HIV 预防阶梯已在高收入国家得到系统评估,但在撒哈拉以南非洲,暴露前预防(PrEP)服务提供阶梯的各个步骤尚未得到系统量化。我们分析了肯尼亚一个为女性性工作者(FSW)、男男性行为者(MSM)和青少年女孩和年轻女性(AGYW)提供服务的大型项目中 PrEP 阶梯中的错失机会。
使用 2017 年 2 月至 2019 年 12 月期间 89 个项目支持站点的常规项目监测数据,以及定性数据进行方案监测。医疗保健提供者使用国家批准的工具记录服务统计数据。分析检查了处于 PrEP 连续体下一个步骤的人数比例,并确定了错失机会。错失机会被定义为实施差距的例子,即可能有多少人有机会接触到 PrEP 阶梯的每一步,而实际上没有接触到。我们还按月间隔评估阶梯指标的趋势。通过与 241 名 FSW、MSM、AGYW 和医疗保健提供者进行的 28 次焦点小组讨论收集定性数据,并通过主题分析确定错失机会的根本原因。
在研究期间,有 299798 人 HIV 检测呈阴性(211927 名 FSW、47533 名 MSM 和 40338 名 AGYW)。FSW 筛查 PrEP 资格的错失机会为 58%,MSM 为 45%,AGYW 为 78%。在接受筛查的人群中,28%的 FSW、25%的 MSM 和 65%的 AGYW 不符合条件。与 FSW(72%)和 MSM(75%)相比,AGYW(8%)开始接受 PrEP 的机会较低。
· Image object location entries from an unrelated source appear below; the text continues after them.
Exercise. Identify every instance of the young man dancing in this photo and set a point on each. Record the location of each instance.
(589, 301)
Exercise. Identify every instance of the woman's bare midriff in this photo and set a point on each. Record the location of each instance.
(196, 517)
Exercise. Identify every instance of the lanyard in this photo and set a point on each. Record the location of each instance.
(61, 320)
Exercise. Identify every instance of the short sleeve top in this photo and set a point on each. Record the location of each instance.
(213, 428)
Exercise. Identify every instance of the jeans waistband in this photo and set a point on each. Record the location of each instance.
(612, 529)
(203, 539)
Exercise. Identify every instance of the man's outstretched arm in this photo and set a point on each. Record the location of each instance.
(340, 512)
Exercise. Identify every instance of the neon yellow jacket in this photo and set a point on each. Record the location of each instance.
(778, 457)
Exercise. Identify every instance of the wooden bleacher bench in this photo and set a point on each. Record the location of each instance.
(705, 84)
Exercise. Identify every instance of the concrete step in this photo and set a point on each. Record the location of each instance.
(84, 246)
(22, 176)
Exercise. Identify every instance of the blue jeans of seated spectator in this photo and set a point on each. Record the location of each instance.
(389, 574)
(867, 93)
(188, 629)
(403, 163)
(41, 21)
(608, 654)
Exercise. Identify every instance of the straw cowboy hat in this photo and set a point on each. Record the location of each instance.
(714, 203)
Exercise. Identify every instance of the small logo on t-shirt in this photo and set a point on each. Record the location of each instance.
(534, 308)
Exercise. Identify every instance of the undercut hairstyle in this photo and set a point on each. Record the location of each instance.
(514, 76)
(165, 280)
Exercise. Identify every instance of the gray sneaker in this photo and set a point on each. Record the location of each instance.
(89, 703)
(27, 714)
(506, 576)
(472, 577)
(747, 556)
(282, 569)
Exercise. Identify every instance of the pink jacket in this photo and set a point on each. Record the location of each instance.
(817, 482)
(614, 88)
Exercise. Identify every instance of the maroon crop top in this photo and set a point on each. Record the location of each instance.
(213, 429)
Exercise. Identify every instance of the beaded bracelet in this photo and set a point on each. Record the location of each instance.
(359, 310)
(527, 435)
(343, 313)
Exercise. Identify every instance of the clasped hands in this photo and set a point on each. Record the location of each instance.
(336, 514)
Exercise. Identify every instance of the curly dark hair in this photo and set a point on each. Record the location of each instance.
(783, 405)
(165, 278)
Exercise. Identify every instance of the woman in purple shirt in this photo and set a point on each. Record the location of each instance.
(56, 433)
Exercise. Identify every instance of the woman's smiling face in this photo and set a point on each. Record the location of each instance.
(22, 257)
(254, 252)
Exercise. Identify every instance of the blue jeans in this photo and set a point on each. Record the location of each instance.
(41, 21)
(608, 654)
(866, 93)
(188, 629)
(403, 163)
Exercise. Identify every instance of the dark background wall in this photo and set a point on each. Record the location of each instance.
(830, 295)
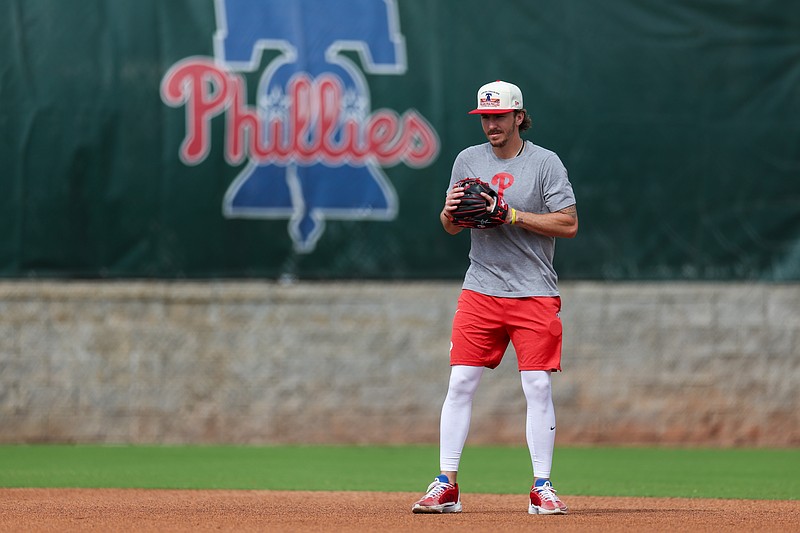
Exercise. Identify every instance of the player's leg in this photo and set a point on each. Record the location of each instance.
(535, 329)
(478, 341)
(443, 494)
(540, 430)
(456, 416)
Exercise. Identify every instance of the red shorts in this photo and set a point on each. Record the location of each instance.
(484, 325)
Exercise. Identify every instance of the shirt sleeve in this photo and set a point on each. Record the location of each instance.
(556, 187)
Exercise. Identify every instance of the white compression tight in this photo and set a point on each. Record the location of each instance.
(457, 412)
(540, 422)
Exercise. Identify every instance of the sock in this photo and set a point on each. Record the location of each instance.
(456, 415)
(540, 422)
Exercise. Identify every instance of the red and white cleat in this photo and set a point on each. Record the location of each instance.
(545, 501)
(442, 497)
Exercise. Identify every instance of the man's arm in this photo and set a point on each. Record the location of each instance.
(451, 202)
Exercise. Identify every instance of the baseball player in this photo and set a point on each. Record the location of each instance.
(510, 291)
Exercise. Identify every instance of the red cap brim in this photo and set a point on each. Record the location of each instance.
(490, 111)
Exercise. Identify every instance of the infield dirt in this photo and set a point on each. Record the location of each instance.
(124, 510)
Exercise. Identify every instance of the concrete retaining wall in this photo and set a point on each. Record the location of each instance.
(257, 362)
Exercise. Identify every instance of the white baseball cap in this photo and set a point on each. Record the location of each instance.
(497, 98)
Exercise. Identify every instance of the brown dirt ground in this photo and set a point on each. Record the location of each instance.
(124, 510)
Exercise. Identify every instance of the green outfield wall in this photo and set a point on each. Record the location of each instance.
(313, 139)
(250, 362)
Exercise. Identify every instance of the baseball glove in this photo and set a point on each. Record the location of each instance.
(473, 212)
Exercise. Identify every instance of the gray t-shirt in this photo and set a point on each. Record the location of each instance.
(508, 261)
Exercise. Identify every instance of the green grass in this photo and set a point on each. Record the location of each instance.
(662, 472)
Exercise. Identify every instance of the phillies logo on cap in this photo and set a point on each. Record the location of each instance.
(312, 147)
(487, 100)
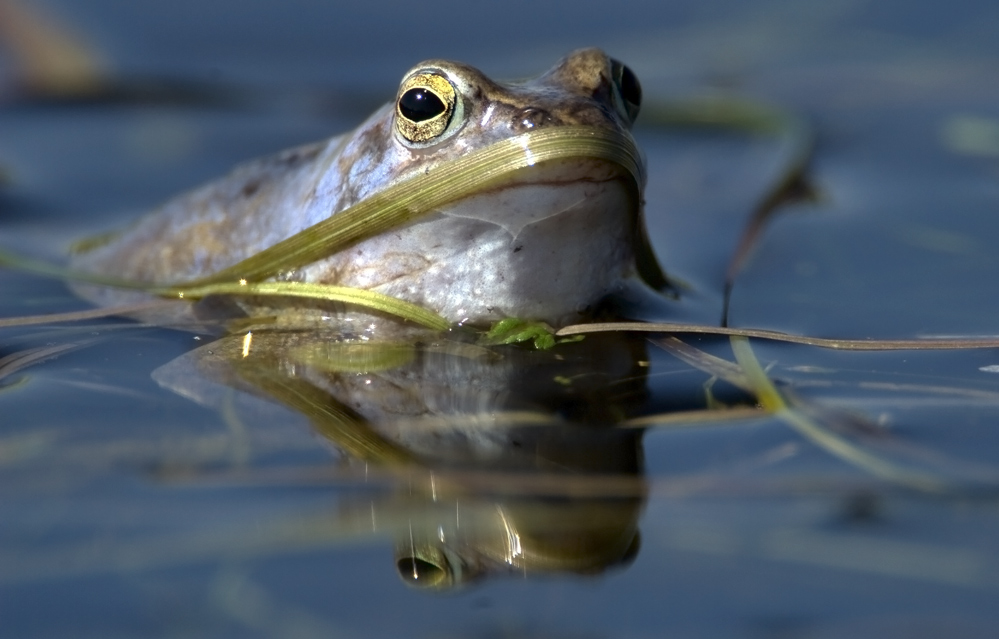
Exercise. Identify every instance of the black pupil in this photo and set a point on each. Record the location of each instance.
(631, 90)
(420, 105)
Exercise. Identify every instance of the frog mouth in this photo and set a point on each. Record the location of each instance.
(409, 200)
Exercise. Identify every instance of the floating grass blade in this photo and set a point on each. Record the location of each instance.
(367, 299)
(927, 344)
(772, 400)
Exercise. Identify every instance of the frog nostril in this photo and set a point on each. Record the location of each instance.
(530, 118)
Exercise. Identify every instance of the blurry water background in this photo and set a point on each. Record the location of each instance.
(128, 510)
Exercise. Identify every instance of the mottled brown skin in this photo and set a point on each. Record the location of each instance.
(268, 200)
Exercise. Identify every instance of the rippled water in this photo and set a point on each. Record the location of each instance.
(153, 488)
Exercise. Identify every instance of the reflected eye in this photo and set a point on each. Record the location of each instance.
(425, 107)
(628, 88)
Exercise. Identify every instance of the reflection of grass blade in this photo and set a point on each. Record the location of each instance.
(715, 366)
(23, 359)
(771, 400)
(78, 316)
(927, 344)
(331, 419)
(355, 357)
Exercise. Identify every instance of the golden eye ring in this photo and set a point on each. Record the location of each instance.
(425, 107)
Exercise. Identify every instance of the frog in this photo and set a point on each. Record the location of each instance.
(545, 244)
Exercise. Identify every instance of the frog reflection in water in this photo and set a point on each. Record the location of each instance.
(545, 243)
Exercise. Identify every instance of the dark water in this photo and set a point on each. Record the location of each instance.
(127, 509)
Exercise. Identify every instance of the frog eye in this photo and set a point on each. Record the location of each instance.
(629, 91)
(425, 108)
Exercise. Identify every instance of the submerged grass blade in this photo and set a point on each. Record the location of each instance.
(772, 400)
所有人群在第 1 个月(26%至 32%)和第 3 个月(6%至 8%)的继续率都较低。2017 年至 2019 年期间,第 1 个月(从 26%增加到 41%)和第 3 个月(从 4%增加到 15%)的平均年度继续率有所提高。虽然年轻的 FSW、MSM 和 AGYW(<30 岁)的起始率较高,但继续率却相反。
PrEP 阶梯框架的应用使这个大规模的口服 PrEP 项目能够进行细致的方案分析,发现阶梯中的“泄漏”。这些信息为方案调整提供了信息,以减轻发现的差距,从而改善选定的方案成果。鼓励 PrEP 方案将阶梯分析框架引入新的和现有的方案中,以优化 HIV 预防成果。